For any $u \in S^3$, we have $u = \sum_{k=1}^4 \alpha_k v_k$ where $\alpha_k = u^T v_k$. Furthermore,
$$u^T \Lambda u = \sum_{k=1}^4 \lambda_k \alpha_k^2 \le \lambda_1\sum_{k=1}^4 \alpha_k^2 = \lambda_1 u^T u = \lambda_1$$
This implies $$\max_{u \in V\cap S^3}\{ u^T\Lambda u \} \le \max_{u \in S^3}\{ u^T \Lambda u \} \le \lambda_1$$
Since $\Lambda$ is a non-negative irreducible, Perron-Frobenius theorem tells us $\lambda_1$ is simple and $v_1$ can be chosen to belong to $(0,\infty)^4 \subset V$. This means
$$\max_{u \in V\cap S^3}\{ u^T\Lambda u \} \ge v_1^T \Lambda v_1 = \lambda_1 v_1^T v_1 = \lambda_1$$
and hence $\max\limits_{u \in V\cap S^3}\{ u^T\Lambda u \} = \lambda_1$. As a corollary, we find
$$k = \frac{2}{\lambda_1}$$
It is not hard to work out the eigenvalues/eigenvalues of $\Lambda$. They are
$$\lambda_k = 2\cos(\frac{k\pi}{5}) \quad \text{ and } \quad v_k^T \propto \left( \sin\frac{k\pi}{5}, \sin\frac{2k\pi}{5}, \sin\frac{3k\pi}{5}, \sin\frac{4k\pi}{5}\right)$$
In particular, $\lambda_1 = 2\cos\frac{\pi}{5} = \varphi$ and $v_1^T \propto (1, \varphi, \varphi, 1)$ where $\varphi = \frac{1+\sqrt{5}}{2}$ is the golden ratio. From this, we can conclude $$k = \frac{2}{\varphi}$$ and the minimum value of $k$ is achieved at $(x,y,z) = (1,\varphi,\varphi)$.

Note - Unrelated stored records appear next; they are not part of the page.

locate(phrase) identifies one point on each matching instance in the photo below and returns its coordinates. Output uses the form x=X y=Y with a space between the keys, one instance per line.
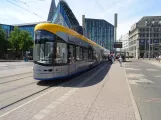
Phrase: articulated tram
x=60 y=52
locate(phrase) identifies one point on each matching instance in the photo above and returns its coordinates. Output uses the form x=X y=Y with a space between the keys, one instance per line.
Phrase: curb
x=135 y=107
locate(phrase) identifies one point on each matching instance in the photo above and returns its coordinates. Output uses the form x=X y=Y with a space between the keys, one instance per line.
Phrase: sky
x=129 y=11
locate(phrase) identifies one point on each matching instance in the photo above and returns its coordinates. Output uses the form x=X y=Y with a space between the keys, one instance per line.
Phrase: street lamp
x=149 y=24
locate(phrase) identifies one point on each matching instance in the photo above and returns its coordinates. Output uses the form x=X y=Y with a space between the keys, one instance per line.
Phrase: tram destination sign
x=117 y=44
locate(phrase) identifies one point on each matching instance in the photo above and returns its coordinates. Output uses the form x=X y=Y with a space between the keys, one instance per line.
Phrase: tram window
x=78 y=53
x=71 y=54
x=85 y=54
x=61 y=52
x=89 y=54
x=94 y=55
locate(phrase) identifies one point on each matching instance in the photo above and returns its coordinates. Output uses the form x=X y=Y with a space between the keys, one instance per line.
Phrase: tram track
x=15 y=80
x=5 y=91
x=15 y=75
x=56 y=85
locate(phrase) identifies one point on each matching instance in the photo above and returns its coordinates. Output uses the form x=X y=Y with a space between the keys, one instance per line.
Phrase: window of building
x=61 y=52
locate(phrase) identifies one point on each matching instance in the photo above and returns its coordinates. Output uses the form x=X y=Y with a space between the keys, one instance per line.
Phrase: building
x=52 y=10
x=125 y=43
x=64 y=16
x=146 y=29
x=7 y=29
x=100 y=31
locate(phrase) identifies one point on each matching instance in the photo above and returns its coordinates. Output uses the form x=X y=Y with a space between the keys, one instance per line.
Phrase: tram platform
x=102 y=93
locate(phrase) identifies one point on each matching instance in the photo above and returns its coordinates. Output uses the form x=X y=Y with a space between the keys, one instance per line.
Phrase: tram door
x=71 y=59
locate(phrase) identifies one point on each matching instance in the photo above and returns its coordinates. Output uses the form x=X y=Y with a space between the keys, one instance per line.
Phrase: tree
x=2 y=41
x=20 y=40
x=15 y=39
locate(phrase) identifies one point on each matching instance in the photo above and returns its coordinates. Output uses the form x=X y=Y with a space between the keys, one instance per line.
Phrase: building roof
x=98 y=20
x=26 y=24
x=141 y=22
x=65 y=15
x=52 y=10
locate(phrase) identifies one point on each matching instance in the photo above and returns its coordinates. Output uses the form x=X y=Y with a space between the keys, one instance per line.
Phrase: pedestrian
x=120 y=60
x=159 y=58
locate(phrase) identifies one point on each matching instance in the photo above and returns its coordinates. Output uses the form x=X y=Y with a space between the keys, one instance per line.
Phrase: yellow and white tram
x=60 y=52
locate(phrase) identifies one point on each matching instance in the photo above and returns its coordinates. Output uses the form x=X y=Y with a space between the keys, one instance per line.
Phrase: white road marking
x=132 y=69
x=152 y=70
x=136 y=110
x=140 y=81
x=157 y=76
x=135 y=75
x=49 y=108
x=58 y=102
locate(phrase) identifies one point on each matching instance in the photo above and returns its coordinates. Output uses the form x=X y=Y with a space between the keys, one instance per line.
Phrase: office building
x=100 y=31
x=146 y=29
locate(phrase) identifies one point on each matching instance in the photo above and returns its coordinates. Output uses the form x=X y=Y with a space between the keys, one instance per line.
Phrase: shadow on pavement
x=76 y=80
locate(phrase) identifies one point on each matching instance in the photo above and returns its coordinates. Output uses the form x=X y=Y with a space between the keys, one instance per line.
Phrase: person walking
x=120 y=60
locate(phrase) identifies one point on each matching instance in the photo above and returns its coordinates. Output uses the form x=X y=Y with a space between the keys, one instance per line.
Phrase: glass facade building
x=28 y=28
x=7 y=29
x=52 y=10
x=100 y=31
x=64 y=16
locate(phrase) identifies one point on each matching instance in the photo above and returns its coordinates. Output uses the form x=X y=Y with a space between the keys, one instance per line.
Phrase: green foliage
x=20 y=40
x=2 y=41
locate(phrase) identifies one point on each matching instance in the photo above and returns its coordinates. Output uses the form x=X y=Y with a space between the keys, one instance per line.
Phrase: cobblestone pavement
x=103 y=95
x=145 y=80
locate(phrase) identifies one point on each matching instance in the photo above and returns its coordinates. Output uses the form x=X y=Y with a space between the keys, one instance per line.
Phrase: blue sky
x=129 y=11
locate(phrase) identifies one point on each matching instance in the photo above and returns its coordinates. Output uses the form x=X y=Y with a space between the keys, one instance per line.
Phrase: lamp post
x=149 y=43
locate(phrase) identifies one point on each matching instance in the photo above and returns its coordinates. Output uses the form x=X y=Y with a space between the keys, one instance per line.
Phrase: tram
x=60 y=52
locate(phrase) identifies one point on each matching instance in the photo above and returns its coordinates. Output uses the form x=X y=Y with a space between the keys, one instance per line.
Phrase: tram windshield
x=43 y=50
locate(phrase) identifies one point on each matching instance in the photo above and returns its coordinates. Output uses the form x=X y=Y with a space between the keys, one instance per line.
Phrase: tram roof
x=54 y=28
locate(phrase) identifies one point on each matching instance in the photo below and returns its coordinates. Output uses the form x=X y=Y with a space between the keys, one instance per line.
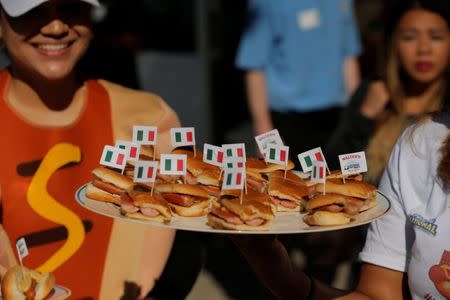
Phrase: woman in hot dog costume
x=55 y=123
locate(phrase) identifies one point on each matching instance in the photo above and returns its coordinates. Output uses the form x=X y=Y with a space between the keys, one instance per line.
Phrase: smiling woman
x=56 y=115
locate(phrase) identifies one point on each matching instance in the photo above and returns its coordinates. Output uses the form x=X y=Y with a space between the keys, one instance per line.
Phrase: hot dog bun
x=152 y=207
x=250 y=215
x=287 y=195
x=187 y=200
x=18 y=281
x=108 y=185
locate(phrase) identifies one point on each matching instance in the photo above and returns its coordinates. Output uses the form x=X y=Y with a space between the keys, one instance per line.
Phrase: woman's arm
x=357 y=122
x=257 y=101
x=271 y=263
x=7 y=259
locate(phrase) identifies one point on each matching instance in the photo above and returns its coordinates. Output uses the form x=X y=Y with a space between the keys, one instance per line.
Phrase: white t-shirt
x=414 y=236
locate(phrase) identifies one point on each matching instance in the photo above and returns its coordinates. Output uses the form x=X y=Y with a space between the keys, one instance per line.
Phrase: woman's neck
x=46 y=103
x=54 y=95
x=423 y=98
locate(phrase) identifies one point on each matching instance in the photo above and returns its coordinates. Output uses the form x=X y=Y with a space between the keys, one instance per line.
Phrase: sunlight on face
x=49 y=40
x=422 y=41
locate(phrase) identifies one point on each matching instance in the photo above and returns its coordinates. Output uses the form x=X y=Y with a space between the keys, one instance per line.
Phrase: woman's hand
x=376 y=99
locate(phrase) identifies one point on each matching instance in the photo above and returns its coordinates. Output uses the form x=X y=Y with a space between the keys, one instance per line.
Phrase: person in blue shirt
x=300 y=59
x=301 y=64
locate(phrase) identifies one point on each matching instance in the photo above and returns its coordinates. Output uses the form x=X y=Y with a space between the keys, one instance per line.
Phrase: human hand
x=376 y=99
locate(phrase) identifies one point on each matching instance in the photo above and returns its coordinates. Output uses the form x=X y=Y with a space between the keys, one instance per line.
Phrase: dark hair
x=400 y=7
x=395 y=12
x=444 y=165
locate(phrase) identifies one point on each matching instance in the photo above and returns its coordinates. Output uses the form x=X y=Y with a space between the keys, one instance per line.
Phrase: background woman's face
x=422 y=41
x=49 y=40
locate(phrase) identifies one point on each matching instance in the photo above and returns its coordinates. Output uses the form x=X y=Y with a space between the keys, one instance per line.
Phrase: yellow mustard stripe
x=49 y=208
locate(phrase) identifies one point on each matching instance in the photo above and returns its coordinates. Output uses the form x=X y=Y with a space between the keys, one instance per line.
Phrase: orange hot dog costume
x=90 y=254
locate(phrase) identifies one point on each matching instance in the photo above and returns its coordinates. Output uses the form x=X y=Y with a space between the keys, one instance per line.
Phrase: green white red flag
x=145 y=171
x=133 y=150
x=213 y=155
x=234 y=150
x=308 y=157
x=22 y=249
x=173 y=164
x=113 y=157
x=182 y=136
x=269 y=137
x=353 y=163
x=319 y=171
x=145 y=135
x=233 y=179
x=277 y=154
x=230 y=163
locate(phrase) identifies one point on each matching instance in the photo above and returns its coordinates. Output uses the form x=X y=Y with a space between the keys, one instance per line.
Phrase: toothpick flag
x=173 y=164
x=132 y=149
x=234 y=150
x=22 y=249
x=145 y=171
x=353 y=163
x=233 y=179
x=270 y=137
x=213 y=155
x=233 y=163
x=308 y=157
x=145 y=135
x=182 y=136
x=318 y=174
x=113 y=157
x=277 y=154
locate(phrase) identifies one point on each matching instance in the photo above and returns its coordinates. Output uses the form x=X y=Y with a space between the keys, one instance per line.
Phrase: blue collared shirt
x=301 y=45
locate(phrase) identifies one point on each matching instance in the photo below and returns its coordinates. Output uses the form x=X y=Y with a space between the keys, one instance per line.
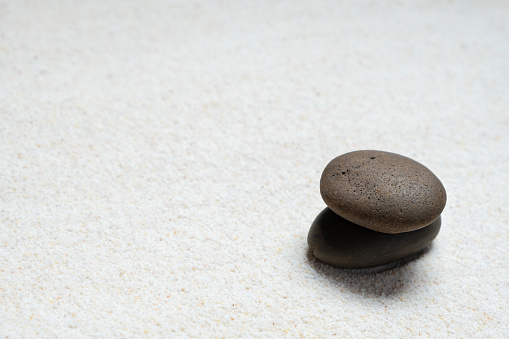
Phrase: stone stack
x=382 y=207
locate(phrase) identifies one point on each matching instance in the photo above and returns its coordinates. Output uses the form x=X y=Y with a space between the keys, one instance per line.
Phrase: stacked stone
x=382 y=207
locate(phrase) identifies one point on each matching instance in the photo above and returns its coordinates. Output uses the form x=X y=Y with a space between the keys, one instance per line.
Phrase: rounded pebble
x=385 y=192
x=340 y=243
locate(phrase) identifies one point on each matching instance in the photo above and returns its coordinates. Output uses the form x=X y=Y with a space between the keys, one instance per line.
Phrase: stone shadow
x=387 y=280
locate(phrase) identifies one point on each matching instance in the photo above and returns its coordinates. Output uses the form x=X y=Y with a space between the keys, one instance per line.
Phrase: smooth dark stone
x=382 y=191
x=341 y=243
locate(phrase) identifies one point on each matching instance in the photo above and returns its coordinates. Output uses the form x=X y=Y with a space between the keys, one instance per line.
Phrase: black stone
x=341 y=243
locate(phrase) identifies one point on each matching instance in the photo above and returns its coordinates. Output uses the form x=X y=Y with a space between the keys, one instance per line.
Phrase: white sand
x=160 y=165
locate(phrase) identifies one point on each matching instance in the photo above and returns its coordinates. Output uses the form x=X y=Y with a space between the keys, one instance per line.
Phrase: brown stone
x=340 y=243
x=383 y=191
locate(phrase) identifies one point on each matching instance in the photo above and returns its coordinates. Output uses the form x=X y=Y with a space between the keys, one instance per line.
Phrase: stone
x=338 y=242
x=385 y=192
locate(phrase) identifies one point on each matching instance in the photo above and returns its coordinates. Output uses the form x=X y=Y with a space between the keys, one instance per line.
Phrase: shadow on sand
x=387 y=280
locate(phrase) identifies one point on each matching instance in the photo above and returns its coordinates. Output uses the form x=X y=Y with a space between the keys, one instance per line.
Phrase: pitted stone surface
x=382 y=191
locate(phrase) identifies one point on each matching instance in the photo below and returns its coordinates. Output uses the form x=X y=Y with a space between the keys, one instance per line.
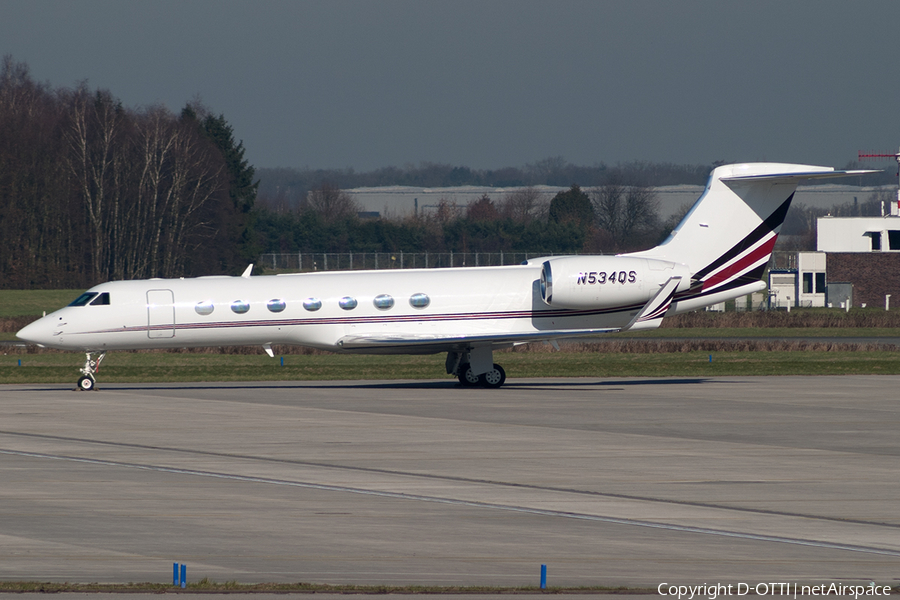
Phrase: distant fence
x=350 y=261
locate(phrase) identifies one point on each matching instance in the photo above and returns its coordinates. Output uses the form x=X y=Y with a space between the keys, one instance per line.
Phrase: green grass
x=21 y=303
x=760 y=332
x=207 y=586
x=133 y=367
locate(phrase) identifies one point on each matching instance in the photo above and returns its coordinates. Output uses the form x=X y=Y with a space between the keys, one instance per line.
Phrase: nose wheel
x=494 y=378
x=88 y=380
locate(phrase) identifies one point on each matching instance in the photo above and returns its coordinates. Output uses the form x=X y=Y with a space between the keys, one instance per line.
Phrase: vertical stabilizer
x=727 y=237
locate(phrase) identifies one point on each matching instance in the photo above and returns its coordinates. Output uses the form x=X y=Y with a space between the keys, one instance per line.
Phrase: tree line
x=610 y=218
x=92 y=191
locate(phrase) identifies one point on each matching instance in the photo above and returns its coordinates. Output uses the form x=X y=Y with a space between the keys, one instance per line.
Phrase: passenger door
x=160 y=314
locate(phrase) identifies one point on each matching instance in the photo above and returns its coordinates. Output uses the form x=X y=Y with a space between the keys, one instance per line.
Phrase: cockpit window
x=101 y=300
x=83 y=299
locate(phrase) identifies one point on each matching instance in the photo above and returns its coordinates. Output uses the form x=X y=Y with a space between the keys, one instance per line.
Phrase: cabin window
x=83 y=299
x=101 y=300
x=204 y=308
x=383 y=301
x=419 y=300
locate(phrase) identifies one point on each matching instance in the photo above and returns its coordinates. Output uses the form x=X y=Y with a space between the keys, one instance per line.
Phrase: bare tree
x=628 y=213
x=524 y=205
x=95 y=161
x=331 y=203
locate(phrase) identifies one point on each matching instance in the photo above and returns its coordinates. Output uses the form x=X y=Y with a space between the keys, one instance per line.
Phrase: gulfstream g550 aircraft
x=719 y=251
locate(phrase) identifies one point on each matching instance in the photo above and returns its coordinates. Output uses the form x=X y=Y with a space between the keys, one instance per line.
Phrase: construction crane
x=895 y=205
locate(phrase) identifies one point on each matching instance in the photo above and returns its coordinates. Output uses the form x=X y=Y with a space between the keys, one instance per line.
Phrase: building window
x=820 y=283
x=419 y=300
x=876 y=239
x=893 y=241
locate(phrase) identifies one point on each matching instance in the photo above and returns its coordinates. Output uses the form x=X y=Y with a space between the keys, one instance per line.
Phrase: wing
x=649 y=317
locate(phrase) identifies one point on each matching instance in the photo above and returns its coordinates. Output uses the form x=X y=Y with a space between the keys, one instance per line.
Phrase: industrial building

For minimum $m$, the derivation is similar, we have
$$m = \min_{(x,y,z)\in U}\left\{\frac{x^2+y^2+z^2+1}{xy+y+z}\right\} = \frac{2}{\varphi}$$ and the minimum value is achieved at $(x,y,z) = (\frac{1}{\varphi},1,\frac{1}{\varphi})$.
Combine all these, we obtain
$$mk + m + k = \left(\frac{2}{\varphi}\right)^2 + 2 \left(\frac{2}{\varphi}\right) = \frac{4}{\varphi^2}(\varphi + 1) = 4$$
Here is a way to use AM-GM. In the first case, you can find $k$ if you can find suitable $\alpha, \beta$ s.t. the following AM-GMs can achieve equality simultaneously: $$x^2+\alpha^2 y^2 \geqslant 2\alpha x = kxy\\ (1-\alpha^2)y^2+\beta^2z^2\geqslant 2\sqrt{1-\alpha^2}\beta yz = kyz \\ (1-\beta^2)z^2+1 \geqslant 2\sqrt{1-\beta^2}z=kz$$ as summing above gets $x^2+y^2+z^2+1\geqslant k(xy+yz+z)$. Solving $2\alpha = 2\sqrt{1-\alpha^2}\beta=2\sqrt{1-\beta^2}=k$ to get $k = \sqrt5-1$, with equality when $x=1, y=z=\varphi = \frac12(\sqrt5+1)$, so we have our minimum.
Similar approach in the second case gives $m = \sqrt5-1$ also, but this time with equality when $y=1, x=z=\varphi-1$. Calculate $km+k+m = 4$ to finish.